In his plea deal, Rains promises to pay restitution to the Ministry of Labor and other insurers who are victims of the conspiracy, in amounts to be determined. The indictment document for his case alleges the total losses include more than $ 3.9 million paid by the Ministry of Labor and amounts paid by private insurers that have yet to be calculated, but include nearly $ 2 million payments related to medicines dispensed by Bernauer alone.

According to court documents in the related case, Bernauer has already paid $ 664,176.30 in restitution to the Ministry of Labor and $ 361,096.70 to the court registry, to go to other victims of the fraud, for a total of of $ 1,025,273 in compensation paid to date.

Following her guilty plea to the single count of conspiracy, Rains can be sentenced to up to five years in prison. The court will determine his sentence at a later date, after considering a pre-sentence investigative report prepared by the US Probation Office and taking into account US sentencing guidelines and other statutory factors.

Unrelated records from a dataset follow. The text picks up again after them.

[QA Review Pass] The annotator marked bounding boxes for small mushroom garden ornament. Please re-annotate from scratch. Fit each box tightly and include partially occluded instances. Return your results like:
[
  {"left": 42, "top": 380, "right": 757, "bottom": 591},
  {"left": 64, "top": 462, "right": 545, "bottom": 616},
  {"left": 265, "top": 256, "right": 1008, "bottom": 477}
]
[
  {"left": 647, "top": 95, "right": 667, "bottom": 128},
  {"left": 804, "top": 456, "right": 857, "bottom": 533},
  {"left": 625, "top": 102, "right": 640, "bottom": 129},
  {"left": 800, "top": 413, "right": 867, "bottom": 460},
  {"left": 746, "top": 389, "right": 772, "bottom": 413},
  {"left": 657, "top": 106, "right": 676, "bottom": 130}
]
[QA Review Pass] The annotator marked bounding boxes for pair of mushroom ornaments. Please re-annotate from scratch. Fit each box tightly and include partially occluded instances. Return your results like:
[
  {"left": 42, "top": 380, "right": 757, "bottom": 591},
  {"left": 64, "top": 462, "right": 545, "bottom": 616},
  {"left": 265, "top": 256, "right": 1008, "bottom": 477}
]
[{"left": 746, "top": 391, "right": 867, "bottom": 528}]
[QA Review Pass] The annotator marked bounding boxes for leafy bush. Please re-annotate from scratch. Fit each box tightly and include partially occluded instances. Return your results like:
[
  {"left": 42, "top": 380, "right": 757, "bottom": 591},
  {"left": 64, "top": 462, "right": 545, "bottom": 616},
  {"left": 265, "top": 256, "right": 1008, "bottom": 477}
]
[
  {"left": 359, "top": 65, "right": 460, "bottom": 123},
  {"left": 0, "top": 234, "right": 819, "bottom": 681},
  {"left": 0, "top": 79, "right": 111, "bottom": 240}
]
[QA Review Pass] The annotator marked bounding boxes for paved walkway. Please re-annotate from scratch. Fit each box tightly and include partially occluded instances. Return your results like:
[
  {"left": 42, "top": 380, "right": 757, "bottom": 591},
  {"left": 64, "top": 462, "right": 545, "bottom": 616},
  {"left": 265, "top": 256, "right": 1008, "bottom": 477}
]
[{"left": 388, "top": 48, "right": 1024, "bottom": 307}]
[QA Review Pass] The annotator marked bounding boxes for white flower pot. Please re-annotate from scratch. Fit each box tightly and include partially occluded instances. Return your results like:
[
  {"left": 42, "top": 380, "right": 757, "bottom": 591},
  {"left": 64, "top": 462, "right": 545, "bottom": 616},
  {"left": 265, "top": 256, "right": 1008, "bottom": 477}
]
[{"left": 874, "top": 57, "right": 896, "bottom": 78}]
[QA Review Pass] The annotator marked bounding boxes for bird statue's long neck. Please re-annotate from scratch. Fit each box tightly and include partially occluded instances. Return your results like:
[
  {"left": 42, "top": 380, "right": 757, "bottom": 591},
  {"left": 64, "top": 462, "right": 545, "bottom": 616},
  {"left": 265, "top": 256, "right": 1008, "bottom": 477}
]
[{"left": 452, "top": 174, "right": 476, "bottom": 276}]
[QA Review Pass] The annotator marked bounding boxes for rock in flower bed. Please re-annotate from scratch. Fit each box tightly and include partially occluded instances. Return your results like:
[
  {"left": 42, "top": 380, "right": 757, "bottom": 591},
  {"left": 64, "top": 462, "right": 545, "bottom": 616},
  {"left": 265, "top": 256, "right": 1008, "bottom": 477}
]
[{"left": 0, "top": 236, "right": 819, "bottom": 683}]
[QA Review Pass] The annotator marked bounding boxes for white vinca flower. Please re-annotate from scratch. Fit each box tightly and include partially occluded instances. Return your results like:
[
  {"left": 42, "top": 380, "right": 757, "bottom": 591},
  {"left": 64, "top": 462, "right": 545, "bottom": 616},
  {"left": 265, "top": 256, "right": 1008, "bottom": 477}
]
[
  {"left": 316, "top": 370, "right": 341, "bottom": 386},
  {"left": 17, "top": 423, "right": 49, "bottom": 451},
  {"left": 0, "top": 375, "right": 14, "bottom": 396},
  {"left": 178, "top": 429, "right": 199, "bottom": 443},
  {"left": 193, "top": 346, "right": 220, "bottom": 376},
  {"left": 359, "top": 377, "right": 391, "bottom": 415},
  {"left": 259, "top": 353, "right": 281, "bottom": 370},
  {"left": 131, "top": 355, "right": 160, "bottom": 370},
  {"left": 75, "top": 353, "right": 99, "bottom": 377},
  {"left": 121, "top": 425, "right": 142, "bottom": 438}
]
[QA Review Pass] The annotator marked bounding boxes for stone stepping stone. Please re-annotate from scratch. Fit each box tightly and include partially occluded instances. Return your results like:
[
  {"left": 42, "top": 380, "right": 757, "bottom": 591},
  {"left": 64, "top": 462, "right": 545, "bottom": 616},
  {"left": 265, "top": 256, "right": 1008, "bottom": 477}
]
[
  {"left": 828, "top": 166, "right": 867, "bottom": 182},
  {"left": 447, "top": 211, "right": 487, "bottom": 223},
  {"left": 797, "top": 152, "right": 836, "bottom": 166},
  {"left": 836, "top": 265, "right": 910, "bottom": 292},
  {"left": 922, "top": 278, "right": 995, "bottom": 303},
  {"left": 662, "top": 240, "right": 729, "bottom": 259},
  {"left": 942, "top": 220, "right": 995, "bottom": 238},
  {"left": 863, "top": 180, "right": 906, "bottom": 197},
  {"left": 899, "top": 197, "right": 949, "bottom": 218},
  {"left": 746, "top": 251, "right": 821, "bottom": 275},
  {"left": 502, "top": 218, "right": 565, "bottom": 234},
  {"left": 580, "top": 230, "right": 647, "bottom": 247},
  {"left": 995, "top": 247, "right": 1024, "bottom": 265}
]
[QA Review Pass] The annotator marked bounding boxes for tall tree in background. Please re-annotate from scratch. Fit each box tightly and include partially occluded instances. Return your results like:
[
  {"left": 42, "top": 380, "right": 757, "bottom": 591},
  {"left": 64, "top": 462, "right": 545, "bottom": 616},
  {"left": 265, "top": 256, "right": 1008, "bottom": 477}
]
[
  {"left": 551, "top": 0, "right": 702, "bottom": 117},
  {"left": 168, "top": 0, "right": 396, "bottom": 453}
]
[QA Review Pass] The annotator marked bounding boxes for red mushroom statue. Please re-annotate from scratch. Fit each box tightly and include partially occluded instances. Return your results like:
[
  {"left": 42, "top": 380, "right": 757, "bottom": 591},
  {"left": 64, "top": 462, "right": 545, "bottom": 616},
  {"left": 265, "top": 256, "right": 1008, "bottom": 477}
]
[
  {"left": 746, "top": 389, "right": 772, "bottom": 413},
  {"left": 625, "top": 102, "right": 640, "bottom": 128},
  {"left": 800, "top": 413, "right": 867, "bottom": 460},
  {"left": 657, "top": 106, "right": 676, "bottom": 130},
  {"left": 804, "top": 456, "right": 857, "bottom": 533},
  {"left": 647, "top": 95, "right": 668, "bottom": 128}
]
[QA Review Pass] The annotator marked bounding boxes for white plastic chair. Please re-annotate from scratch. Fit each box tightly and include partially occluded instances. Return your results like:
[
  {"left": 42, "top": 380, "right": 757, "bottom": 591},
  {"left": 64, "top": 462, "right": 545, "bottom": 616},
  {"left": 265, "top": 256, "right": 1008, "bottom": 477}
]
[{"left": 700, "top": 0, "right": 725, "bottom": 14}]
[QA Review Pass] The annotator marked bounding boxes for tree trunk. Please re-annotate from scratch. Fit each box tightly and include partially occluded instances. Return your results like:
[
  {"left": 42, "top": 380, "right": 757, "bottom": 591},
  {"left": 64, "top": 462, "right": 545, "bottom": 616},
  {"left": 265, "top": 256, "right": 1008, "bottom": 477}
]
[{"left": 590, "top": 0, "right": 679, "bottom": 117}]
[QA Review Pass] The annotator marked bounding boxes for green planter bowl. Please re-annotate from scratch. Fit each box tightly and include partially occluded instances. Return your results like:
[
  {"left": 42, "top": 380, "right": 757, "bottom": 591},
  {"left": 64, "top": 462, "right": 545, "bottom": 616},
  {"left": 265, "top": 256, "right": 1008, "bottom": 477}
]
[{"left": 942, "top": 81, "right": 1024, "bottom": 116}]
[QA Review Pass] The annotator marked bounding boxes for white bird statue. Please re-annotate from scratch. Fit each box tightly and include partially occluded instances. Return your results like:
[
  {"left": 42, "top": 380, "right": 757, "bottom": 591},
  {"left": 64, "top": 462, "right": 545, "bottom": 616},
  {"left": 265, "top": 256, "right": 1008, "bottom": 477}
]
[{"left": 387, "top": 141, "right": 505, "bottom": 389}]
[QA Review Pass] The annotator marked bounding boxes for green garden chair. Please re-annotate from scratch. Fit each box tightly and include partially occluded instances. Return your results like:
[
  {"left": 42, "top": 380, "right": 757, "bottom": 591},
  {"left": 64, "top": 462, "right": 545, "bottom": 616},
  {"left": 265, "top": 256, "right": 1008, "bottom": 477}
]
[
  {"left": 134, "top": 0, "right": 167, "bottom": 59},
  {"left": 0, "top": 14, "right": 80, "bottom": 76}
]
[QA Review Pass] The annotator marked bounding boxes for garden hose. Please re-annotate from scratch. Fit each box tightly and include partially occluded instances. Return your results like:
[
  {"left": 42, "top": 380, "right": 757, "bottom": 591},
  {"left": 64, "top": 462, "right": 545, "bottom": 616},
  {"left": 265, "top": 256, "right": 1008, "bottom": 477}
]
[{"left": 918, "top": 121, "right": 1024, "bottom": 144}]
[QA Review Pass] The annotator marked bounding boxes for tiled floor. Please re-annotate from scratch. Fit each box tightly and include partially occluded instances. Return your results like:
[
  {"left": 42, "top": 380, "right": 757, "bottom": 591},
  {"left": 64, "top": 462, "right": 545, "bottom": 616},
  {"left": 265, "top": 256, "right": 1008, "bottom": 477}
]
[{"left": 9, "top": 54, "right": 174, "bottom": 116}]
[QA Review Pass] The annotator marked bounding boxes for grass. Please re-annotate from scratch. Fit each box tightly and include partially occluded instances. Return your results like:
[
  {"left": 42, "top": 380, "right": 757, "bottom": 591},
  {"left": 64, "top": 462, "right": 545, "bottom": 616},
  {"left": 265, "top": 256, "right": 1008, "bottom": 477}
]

Acting US attorney David Clay Fowlkes of the Western District of Arkansas made the announcement.

The case was investigated by the Ministry of Defense, the Defense Criminal Investigation Service, the Office of the Inspector General of the Ministry of Labor, the Office of the Inspector General of the Ministry of Veterans Affairs, the Office of the Inspector General of the United States Postal Services, with assistance from the Internal Revenue. Service-Criminal Investigation, Louisiana Department of Justice, Louisiana State Board of Forensic Pathologists, and Louisiana Board of Pharmacy.

Deputy US prosecutors Steven Mohlhenrich and Hunter Bridges continued the case for the United States.